3.3. Psychological images

  • situation of uncertainty and flux could exacerbate the existing difficult approaches to FPM

  • => cognitive inconsistency as changing contemporary global politics contradict individual belief systems.

  • The use of analogies: looking back at historical solutions to problems and applying it to the present’s problem.

    • As international system is changed, the past’s solution won’t work for today’s context

    💡 Ex: Vietnam War vs Korean War solutions

  • Exaggerating threats to national security…

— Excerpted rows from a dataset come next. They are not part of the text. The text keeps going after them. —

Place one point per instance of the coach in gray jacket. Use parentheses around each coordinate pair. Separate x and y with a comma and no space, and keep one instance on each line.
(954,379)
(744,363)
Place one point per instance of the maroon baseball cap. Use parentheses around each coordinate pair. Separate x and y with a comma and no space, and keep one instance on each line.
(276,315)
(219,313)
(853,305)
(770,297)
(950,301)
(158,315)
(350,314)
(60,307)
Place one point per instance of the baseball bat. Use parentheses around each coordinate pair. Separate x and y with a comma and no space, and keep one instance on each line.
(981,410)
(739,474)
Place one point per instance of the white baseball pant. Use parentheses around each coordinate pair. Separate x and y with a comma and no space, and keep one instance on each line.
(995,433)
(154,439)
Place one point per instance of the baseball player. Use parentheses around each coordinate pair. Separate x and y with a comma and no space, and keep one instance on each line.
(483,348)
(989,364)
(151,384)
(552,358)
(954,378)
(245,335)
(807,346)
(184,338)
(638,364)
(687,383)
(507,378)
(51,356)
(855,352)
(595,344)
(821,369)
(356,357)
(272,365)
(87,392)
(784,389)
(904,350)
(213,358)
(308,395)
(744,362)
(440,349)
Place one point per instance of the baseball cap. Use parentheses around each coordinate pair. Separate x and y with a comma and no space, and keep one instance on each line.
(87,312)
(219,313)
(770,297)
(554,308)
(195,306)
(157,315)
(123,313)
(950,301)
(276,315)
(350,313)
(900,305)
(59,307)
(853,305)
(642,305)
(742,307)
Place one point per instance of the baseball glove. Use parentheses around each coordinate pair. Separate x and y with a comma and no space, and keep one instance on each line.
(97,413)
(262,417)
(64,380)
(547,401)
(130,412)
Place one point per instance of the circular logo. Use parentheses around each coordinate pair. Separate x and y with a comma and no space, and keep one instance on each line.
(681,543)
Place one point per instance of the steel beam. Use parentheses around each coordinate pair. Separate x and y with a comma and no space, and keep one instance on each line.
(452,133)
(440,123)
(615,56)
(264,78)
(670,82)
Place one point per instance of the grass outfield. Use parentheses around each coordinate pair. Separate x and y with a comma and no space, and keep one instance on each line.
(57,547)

    • US focusing on security against USSR while it’s economy is in ruin

4. Comparison of FP making during a routine and crisis policy making process

  • The manner of FPM differs according to the situational circumstances in which it is made.
  • There are two groups of countries cantered their foreign policy differently than the other
  • The Core:
    • military issues are of low significance
    • FPM is focused on economic interdependence: free trade, open economy, FDI, free labor flow.
    • mutually beneficial, and institutional linkages well-established.
  • The Periphery:
    • military threats persist: FPM is focused on security
      • FPM in this setting is conditioned by the power and the influence calculations beloved of realists.
    • economic relations are characterized by underdevelopment and subordination
    • institutional cooperation is notable by its absence

4.1. Routine FP Making

Routine FPMCrisis FPM
Policy initiation based on incremental adjustmentPolicy making as response to surprise event
Lew/moderate stress levelHigh stakes and stress level
Wide number of policy makersSmall number of policy makers
Braod range of optionsNarrow range of options
Long lead time in policy formationLimited time to respond
No likelihood of forceLikelihood of force

5. FP Making in Different Types of Political System

5.1. Democratic

  • Multiplicity of actors influencing the policy making process
  • 3 sources of countervailing influence
    • The office of the executive is an elective one
    • Constitutional arrangements
    • The influence of other agencies of the state on the executive

5.2. Authoritarian

  • FP attributes are determined by one leader’s characteristics
  • The concentration of power is rarely absolute because of political factionalism
  • Political conflict isn’t absent within authoritarian states
    • most authoritarian states has succumb to democratic pressure, civil war, and coups.

5.3. Transitional

  • The survival of personnel and practices from the old regime
    • replacing administrative staff in security and governmental system is difficult to do
      • previous personnel are still hired
      • previous bad attributes of old regimes remains
  • Continuity of political disruption: reordering institutions requires
    • Political fragmentation

💡 Applies to all Regimes: political executive is the most influential in FPM

6. Conclusion


Models of FPDM

  • Rational Actor Model (RAM) - realist thinking and rationality based on ‘means-ends’
    1. Define the situation based on objective assessment
    2. Specify the goal to be achieved and if there is conflict among them prioritize the goal
    3. Consider possible alternative means to achieve the goal
    4. Select the final alternative that is calculated to maximize achievement of the goal
    5. Take the necessary actions to implement the decision
  • Organizational Process Model (ORM)
    • Different from RAM, OPM claims that the state of the national government is no longer a unitary or the most important actor.
    • Focus on the routines, standard patterns of behavior, and institutional perspective of particular agencies and their impact on FPDM.
    • Primarily, it includes key leaders in the top political organizations.